Take London as an example. While the primary driver of growth in the capital has been the strong performance of London’s super prime property market, the value of property throughout the rest of the city has also risen. Hackney for instance, recorded the highest house price rise in the UK in the two decades leading up to 2018, with prices soaring by a massive 568%. For reference, the corresponding figure for Kensington & Chelsea is 438%.
However, this is not to say that the recovery of UK property has been confined to one region. According to the ONS index, property prices in the East Midlands, North West and South West have also risen considerably with the East Midlands exhibiting an annual 7.1% increase since the 2008-9 financial crisis.
The fact that property outside of London and the South-East is performing so well reaffirms just how structurally sound the UK housing market is, as well as the demand for accommodation in cities undergoing significant regeneration, such as Liverpool, Manchester and Birmingham.
Low supply is holding the market back
Demand for property has been leading to rising house prices, though the nationwide shortage of affordable housing has meant that buyers are struggling to progress up the property ladder.
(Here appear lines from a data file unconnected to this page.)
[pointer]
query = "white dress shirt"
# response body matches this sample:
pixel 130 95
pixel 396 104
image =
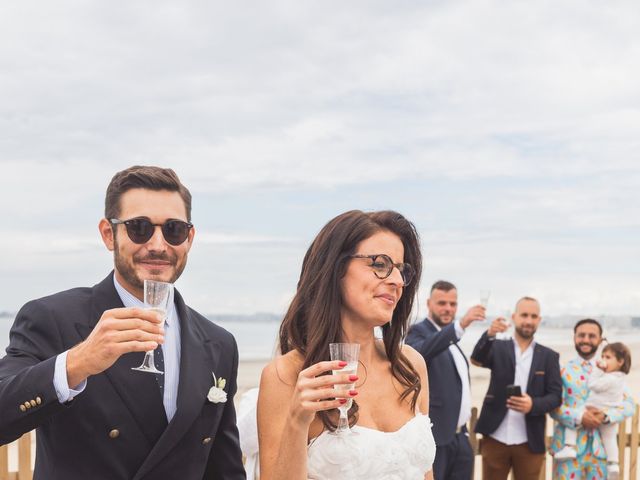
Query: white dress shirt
pixel 513 429
pixel 463 372
pixel 170 350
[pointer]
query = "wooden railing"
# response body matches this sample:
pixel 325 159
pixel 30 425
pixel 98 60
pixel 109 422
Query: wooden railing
pixel 23 444
pixel 625 440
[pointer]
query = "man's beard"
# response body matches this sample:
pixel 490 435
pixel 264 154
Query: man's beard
pixel 126 266
pixel 438 320
pixel 589 354
pixel 526 334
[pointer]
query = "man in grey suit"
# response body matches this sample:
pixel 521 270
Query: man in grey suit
pixel 68 369
pixel 436 338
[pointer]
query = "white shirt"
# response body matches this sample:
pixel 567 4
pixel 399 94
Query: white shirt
pixel 170 350
pixel 463 372
pixel 513 429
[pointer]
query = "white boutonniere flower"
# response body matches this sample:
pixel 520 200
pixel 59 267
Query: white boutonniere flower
pixel 216 393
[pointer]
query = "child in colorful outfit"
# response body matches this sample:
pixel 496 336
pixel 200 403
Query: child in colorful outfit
pixel 606 389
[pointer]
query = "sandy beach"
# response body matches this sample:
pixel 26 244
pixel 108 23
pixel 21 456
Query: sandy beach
pixel 249 373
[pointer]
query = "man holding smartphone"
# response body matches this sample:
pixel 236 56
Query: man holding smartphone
pixel 525 385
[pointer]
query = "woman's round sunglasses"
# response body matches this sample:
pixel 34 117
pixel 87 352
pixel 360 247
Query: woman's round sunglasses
pixel 382 266
pixel 140 230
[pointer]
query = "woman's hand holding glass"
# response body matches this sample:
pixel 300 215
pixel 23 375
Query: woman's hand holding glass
pixel 315 392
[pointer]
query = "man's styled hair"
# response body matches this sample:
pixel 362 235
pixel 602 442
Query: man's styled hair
pixel 148 177
pixel 587 320
pixel 622 353
pixel 443 285
pixel 529 299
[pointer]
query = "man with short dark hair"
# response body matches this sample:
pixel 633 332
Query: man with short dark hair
pixel 591 458
pixel 68 370
pixel 525 384
pixel 436 338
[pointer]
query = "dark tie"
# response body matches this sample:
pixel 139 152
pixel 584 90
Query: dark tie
pixel 158 358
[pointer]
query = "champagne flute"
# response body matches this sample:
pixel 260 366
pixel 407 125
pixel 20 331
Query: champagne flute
pixel 506 335
pixel 346 352
pixel 484 297
pixel 157 296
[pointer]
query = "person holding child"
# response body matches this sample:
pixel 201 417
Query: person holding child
pixel 606 389
pixel 595 400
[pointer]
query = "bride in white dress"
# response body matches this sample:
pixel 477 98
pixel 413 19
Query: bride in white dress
pixel 361 272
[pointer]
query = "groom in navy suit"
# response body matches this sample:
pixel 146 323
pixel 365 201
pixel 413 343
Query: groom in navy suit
pixel 436 338
pixel 68 369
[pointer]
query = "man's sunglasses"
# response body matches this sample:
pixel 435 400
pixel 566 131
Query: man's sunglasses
pixel 140 230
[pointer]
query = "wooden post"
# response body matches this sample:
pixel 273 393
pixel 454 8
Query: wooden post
pixel 633 446
pixel 622 444
pixel 24 457
pixel 4 462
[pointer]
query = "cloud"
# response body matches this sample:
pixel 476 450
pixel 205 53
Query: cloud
pixel 507 131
This has created a housing crisis – something which requires urgent attention.
In an effort to mitigate against the crisis, developers and public sector bodies are hastily commissioning new-build housing projects all over the country in a bid to ensure a transition from the rental market to homeownership. Without a doubt, building more homes is a vital constituent of any solution but this is not just a case of building new residential complexes quickly. Instead, developers need to be constructing residential properties that reflect the demands of a community.
At Experience Invest, we work closely with local community groups and public sector organisations to determine how our new-build developments can best reflect their needs.
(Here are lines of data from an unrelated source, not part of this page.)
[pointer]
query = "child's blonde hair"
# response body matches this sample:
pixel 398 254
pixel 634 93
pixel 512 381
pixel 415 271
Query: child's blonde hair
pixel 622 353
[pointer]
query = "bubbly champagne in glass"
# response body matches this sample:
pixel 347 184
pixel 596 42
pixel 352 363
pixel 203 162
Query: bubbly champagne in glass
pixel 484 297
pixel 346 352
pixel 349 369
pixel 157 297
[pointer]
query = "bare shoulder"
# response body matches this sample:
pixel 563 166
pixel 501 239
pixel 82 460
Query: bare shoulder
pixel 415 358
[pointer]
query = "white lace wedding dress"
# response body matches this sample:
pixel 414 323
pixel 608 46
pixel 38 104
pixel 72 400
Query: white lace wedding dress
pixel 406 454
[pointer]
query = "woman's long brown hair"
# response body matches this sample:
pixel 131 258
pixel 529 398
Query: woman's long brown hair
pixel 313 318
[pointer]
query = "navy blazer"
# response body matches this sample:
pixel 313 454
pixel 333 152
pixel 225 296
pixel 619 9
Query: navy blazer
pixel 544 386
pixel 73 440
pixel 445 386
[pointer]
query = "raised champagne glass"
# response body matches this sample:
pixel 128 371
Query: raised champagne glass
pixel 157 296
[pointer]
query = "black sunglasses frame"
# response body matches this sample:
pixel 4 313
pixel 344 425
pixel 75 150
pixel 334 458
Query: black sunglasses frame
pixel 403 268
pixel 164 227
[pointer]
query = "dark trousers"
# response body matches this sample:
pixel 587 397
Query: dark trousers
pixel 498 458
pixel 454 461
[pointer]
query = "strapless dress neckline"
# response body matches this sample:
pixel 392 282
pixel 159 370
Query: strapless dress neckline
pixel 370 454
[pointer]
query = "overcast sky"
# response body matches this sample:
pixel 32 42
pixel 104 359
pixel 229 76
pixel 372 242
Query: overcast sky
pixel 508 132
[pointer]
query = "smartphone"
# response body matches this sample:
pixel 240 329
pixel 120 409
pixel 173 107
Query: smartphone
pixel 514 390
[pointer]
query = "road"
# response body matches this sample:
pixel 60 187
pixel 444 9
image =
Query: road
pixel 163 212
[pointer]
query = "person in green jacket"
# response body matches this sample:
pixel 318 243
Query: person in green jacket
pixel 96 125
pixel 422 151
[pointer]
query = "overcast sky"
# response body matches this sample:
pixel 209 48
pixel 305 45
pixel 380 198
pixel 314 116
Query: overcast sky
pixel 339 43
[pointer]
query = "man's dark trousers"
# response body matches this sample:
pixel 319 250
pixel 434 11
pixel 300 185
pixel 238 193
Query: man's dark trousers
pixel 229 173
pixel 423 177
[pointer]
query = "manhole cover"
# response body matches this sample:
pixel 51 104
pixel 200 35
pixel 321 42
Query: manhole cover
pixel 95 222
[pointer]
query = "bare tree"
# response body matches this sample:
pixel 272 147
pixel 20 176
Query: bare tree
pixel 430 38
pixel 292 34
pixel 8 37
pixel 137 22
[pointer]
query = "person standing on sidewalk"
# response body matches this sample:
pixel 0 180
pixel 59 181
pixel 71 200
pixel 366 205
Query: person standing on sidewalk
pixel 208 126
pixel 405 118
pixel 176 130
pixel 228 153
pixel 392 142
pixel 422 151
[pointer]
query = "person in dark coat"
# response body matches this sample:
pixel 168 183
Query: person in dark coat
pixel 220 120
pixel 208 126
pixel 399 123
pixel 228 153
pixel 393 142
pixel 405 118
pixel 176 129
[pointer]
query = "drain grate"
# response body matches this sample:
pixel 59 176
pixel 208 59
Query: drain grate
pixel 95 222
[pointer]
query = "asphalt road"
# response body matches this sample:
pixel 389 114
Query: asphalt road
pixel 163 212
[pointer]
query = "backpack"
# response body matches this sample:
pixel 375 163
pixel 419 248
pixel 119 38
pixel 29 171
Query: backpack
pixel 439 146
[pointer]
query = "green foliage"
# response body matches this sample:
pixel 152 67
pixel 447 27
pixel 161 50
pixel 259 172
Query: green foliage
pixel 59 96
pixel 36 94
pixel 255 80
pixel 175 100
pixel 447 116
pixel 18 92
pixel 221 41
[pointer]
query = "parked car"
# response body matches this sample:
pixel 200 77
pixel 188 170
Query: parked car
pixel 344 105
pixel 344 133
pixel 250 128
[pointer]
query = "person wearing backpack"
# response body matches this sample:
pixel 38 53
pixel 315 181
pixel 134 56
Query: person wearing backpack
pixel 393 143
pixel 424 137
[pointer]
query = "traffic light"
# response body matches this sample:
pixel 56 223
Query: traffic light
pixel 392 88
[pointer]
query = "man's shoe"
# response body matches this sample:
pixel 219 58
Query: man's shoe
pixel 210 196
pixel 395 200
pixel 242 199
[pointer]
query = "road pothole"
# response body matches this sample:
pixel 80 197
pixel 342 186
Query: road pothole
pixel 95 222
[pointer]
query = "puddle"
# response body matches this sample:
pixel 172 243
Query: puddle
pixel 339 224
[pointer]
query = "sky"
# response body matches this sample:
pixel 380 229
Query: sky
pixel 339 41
By adopting this collaborative ethos, developers can overcome many people’s oft-stated objections to new builds. Our projects in Luton, Liverpool and Newcastle show just how new-builds can be constructed that are modern and reflective of the local communities in which they are based.
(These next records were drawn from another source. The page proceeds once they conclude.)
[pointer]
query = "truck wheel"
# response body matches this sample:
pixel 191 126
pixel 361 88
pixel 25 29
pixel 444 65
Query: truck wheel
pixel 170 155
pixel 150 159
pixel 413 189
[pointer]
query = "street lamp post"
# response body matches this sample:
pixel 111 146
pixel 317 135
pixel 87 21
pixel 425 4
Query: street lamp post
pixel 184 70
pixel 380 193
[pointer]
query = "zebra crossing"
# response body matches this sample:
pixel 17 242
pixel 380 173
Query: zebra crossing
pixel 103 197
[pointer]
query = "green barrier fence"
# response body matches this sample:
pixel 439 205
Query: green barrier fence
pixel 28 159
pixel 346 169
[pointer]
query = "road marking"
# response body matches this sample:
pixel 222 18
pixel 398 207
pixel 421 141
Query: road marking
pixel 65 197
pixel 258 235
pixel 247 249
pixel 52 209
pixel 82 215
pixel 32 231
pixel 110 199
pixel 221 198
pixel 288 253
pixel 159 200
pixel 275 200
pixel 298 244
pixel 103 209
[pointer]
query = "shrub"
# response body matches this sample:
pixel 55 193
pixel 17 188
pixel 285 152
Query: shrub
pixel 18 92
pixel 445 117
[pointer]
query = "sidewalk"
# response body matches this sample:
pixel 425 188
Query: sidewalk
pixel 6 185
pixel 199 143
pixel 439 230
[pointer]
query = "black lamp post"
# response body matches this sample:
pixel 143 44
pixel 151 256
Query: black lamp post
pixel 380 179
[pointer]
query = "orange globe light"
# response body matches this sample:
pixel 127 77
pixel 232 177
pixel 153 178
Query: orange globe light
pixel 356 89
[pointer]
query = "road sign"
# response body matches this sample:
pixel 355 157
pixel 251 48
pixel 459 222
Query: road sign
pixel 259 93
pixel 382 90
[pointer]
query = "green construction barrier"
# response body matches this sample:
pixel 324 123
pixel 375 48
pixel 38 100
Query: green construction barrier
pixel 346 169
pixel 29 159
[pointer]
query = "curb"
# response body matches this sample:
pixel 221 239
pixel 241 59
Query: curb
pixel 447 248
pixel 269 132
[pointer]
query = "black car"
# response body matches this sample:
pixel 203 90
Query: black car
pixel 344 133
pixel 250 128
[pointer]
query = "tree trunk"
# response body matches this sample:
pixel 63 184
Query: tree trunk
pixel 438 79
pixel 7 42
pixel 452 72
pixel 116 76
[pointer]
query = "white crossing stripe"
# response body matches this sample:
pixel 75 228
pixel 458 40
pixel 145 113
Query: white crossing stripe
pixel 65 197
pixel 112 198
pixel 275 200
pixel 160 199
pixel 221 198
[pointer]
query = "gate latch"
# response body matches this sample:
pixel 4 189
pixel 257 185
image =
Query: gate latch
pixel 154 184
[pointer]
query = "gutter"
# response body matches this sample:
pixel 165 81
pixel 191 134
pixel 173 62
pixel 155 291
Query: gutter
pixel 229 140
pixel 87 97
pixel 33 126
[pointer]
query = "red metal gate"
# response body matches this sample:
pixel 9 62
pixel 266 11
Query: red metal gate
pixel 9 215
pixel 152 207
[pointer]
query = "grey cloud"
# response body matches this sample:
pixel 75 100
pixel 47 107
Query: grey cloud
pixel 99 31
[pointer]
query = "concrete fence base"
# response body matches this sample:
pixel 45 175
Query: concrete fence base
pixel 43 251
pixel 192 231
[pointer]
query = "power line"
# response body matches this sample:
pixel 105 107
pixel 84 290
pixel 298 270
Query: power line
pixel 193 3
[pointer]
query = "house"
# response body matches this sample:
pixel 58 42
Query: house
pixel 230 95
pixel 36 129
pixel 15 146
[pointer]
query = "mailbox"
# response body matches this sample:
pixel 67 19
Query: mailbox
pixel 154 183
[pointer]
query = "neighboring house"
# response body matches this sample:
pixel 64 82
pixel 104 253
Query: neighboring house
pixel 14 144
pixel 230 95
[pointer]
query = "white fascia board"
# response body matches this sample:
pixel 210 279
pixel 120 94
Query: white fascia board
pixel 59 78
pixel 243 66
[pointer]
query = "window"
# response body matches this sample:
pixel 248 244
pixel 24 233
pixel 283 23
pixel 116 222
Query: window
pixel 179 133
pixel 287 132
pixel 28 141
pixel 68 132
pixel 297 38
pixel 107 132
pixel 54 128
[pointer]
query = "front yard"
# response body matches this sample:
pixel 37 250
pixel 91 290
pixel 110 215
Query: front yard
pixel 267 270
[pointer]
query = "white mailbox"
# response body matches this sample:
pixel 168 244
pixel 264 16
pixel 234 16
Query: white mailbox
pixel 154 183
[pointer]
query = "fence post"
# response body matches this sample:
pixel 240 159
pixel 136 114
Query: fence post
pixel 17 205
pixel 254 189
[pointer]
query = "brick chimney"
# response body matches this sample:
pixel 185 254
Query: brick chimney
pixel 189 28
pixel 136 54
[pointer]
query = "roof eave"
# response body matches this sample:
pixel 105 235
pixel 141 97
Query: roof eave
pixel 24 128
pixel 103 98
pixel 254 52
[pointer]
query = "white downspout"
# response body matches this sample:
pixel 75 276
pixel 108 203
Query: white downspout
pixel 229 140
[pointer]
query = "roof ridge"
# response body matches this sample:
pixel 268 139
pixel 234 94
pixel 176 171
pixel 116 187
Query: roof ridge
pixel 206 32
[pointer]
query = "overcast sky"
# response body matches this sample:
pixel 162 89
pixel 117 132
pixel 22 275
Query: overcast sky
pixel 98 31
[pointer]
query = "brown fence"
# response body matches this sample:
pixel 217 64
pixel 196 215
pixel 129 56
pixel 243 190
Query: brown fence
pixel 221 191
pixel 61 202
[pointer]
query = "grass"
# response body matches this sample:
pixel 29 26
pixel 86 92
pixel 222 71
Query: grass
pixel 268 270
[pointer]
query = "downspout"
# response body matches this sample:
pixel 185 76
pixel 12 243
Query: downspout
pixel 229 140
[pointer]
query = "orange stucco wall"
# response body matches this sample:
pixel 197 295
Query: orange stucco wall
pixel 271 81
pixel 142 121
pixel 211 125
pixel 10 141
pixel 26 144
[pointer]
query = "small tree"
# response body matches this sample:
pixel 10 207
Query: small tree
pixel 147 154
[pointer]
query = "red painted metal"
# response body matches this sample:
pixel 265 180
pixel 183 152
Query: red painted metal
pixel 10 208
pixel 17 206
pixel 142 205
What can we expect in the coming months?
While the outlook is far from clear, a swift and tidy resolution to Brexit would help bring a much-needed dose of stability to the financial markets. This would, in turn, provide the confidence homeowners and investors need to start driving a greater number of transactions.
Away from Brexit, the government could also drive up activity with few carefully considered changes to the tax and regulatory regime which governs the UK property market. In particular, stamp duty reform and scrapping the mortgage market review would go a long way towards making life easier for first time buyers.
Nonetheless, the crux of the matter is simple. House prices look projected to rise as a result of ongoing demand, and this means potential capital growth for homeowners and landlords. To meet demand, developers will play an important role in increasing supply in places where it is needed most, such as commuter towns and cities in the north of England. Doing so will ensure residential properties remain an attractive asset for investors, while at the same time allowing prospective homeowners to enjoy the benefits that come with owning real estate.
Jerald Solis is the business development and acquisitions director at Experience Invest.